Our linear assumption of losartan efficacy necessarily extends beyond the time studied in the clinical trial. Available data on the relationship between hyperkalemic lab values and actual treatment cost was particularly scant, warranting further study. Also, reliance on the RENAAL study as representative of ARB therapy necessarily excludes the extensive accumulated research on the full family of RAAS inhibition therapies; the average cost per patient of ARB therapy may be higher, particularly if nongeneric drugs are utilized. Estimated savings to an individual private insurer could be lower than predicted over time as patients move into Medicare coverage or switch to another commercial plan. Conversely, cost savings may be higher in patients using RAAS inhibitors if serum potassium can be managed; Miao et al’s post hoc adjustment of RENAAL results for serum potassium suggested that losartan’s renoprotective effect could improve from 21% to 35%.25 Thus, our study should be considered a first step in eliciting further investigation of diabetic CKD in privately insured populations.

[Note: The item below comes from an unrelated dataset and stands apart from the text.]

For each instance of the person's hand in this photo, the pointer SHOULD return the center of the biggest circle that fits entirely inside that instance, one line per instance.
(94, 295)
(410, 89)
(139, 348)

ACE inhibitor and ARB therapies have been shown to delay progression of advanced diabetic kidney disease. Our BIM suggests that, at private insurance payment rates, the use of ARB therapy reduces average annual healthcare costs for patients with advanced diabetic kidney disease between $1150 and $3400 in the first year. These savings rise to between $5600 and $11,000 per surviving patient in year 10, provided that HK or other factors do not prevent patients from remaining on therapy. We hope our findings will stimulate greater sharing of non-Medicare cost data on patients with diabetes and renal disease, and direct investigation into the benefits/risks associated with renoprotective therapies.